Os planos de saúde geraram grande mobilização. A fiscalização no centro oncológico “Cuidar Bem”, da Unimed Ferj, identificou falhas graves. A atuação judicial garantiu a retomada dos atendimentos, além da criação de pontos de atendimento exclusivos e mutirões para famílias de crianças atípicas.
O comportamento do consumidor
CM: Houve mudanças relevantes no comportamento dos consumidores no ambiente digital?
Sim. O consumidor está mais conectado, mas também mais vulnerável. Dados nacionais indicam que 40% dos brasileiros já foram alvo de fraudes digitais, com perdas médias superiores a R$ 6 mil por vítima. Até setembro de 2025, foram registradas 28 milhões de fraudes via Pix no País.

A sofisticação dos golpes, impulsionada por Inteligência Artificial e deepfakes, exigiu respostas igualmente sofisticadas. Intensificamos ações de educação digital, lançamos o Guia do Consumidor Esperto para a Black Friday, emitimos recomendações aos fornecedores e fortalecemos parcerias para combate às fraudes. Também avançamos na regulação do ambiente digital, com resoluções voltadas à transparência em plataformas de delivery e multas por venda de produtos falsificados e publicidade enganosa.
Também avançamos na regulação do ambiente digital, com resoluções voltadas à transparência em plataformas de delivery e multas por venda de produtos falsificados e publicidade enganosa.
CM: Como o PROCON-RJ avalia a evolução dos debates regulatórios em 2025?
Em primeiro lugar, no setor de apostas online, a regulamentação representou um avanço, mas ainda demanda ajustes. Ademais, assinamos uma Nota Técnica Conjunta com a Secretaria Nacional do Consumidor (Senacon) reconhecendo formalmente que as apostas de quota fixa configuram relação de consumo regida pelo CDC, fortalecendo a fiscalização e o combate a práticas abusivas e ao superendividamento.
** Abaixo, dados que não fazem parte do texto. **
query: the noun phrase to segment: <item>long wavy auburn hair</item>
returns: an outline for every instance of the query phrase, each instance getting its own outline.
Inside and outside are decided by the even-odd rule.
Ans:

Nesse sentido, em fraudes digitais, intensificamos ações preventivas, especialmente em períodos críticos. Por exemplo, a Black Friday. Com efeito, no setor de planos de saúde, acompanhamos de perto as mudanças regulatórias da Agência Nacional de Saúde Suplementar (ANS) e obtivemos decisões judiciais importantes em defesa dos consumidores, especialmente nos casos envolvendo a Amil e a Unimed Ferj.
Litigância Predatória
CM: O órgão observou impacto da litigância predatória?
É um tema que exige debate equilibrado entre Judiciário e OAB. No âmbito da SEDCON e do Procon-RJ, atuamos sempre para preservar a defesa do consumidor como direito fundamental, sem prejuízo à integridade do sistema de justiça.
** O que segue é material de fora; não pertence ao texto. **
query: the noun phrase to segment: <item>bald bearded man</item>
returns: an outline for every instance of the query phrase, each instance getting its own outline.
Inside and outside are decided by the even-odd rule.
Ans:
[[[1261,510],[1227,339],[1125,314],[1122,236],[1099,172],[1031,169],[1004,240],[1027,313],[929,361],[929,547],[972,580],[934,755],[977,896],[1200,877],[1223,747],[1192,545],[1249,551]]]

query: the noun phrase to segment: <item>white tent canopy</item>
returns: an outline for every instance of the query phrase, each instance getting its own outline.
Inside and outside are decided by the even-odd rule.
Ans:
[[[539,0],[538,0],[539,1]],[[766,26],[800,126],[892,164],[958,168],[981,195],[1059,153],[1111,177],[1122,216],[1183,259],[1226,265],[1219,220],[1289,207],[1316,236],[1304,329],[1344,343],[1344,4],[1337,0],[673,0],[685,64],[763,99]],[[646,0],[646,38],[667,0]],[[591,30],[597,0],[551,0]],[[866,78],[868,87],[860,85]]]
CM: Quais ações de fiscalização mais marcaram o trabalho do Procon-RJ em 2025?
Realizamos a maior apreensão de produtos falsificados da história do estado. Nesse ínterim, operações como Malha Fina, Veritas III, Pisando em Falso e Fake Toy retiraram dezenas de toneladas de produtos irregulares do mercado. Da mesma forma, na área de alimentos, operações como Café Real e Falso Oliva combateram adulterações. Em contrapartida, no setor de combustíveis, fiscalizações resultaram em interdições e apreensões. Também houve ações em shoppings, aeroportos, trens, hotéis, academias, eventos e pontos turísticos.
Um caso emblemático foi a interdição do Cristo Redentor após falhas na prestação de serviços, que só foi revertida após adoção de medidas corretivas.
Integração
CM: Houve avanços na integração com outras entidades do Sistema Nacional de Defesa do Consumidor?
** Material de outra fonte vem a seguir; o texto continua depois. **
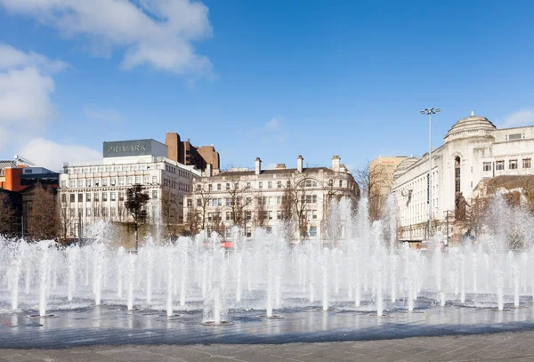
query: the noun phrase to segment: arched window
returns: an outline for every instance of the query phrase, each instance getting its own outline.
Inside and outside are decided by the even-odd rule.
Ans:
[[[454,195],[457,197],[460,195],[460,157],[456,157],[454,158]]]

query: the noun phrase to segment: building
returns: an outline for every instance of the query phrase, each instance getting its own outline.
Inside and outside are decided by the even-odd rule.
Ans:
[[[358,184],[340,160],[335,156],[332,168],[303,167],[299,156],[296,168],[279,164],[263,170],[256,158],[254,170],[232,168],[218,174],[208,165],[202,177],[195,178],[187,200],[191,231],[207,229],[229,237],[231,228],[239,226],[251,237],[256,228],[269,231],[285,226],[293,228],[293,239],[324,236],[328,200],[360,197]]]
[[[482,180],[503,175],[533,174],[534,126],[498,129],[481,116],[458,120],[432,153],[432,217],[433,233],[461,236],[455,225],[466,217],[473,189]],[[402,161],[392,191],[398,201],[400,238],[423,240],[428,236],[428,153]],[[469,207],[469,206],[467,206]],[[444,229],[446,221],[449,229]]]
[[[60,203],[63,237],[79,237],[88,223],[105,220],[127,222],[125,209],[128,188],[141,184],[150,197],[150,220],[183,223],[183,198],[191,191],[194,175],[200,173],[167,158],[167,146],[154,140],[103,143],[103,160],[65,164],[60,175]]]
[[[59,186],[58,173],[32,165],[30,161],[18,155],[12,161],[0,161],[0,189],[18,192],[37,182],[53,188]]]
[[[406,156],[380,156],[369,162],[368,198],[371,219],[376,220],[382,217],[385,201],[393,184],[395,170],[406,158],[408,158]]]
[[[201,171],[205,171],[206,165],[211,164],[213,173],[218,173],[220,157],[213,145],[195,147],[190,139],[181,141],[180,134],[175,132],[166,133],[165,143],[168,148],[167,157],[169,159],[183,165],[194,165]]]

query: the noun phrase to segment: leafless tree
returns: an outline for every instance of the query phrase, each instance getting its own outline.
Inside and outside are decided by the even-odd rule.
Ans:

A integração foi uma marca de 2025. Realizamos operações conjuntas com diversos órgãos e promovemos fóruns regionais, reuniões técnicas e eventos de alcance nacional e internacional, fortalecendo a atuação integrada em defesa do consumidor.
CM: Por fim, como o Procon-RJ avalia a efetividade das ações de educação para o consumo em 2025?
Acima de tudo, a educação para o consumo foi um pilar estratégico. Certamente, a Escola Estadual de Defesa do Consumidor consolidou-se como referência, com cursos, treinamentos e ações de grande capilaridade, viabilizadas em sua maioria por parcerias institucionais. Distribuímos materiais educativos e promovemos capacitações em temas como educação financeira, letramento racial e direitos do consumidor, ampliando a prevenção e a conscientização em todo o estado.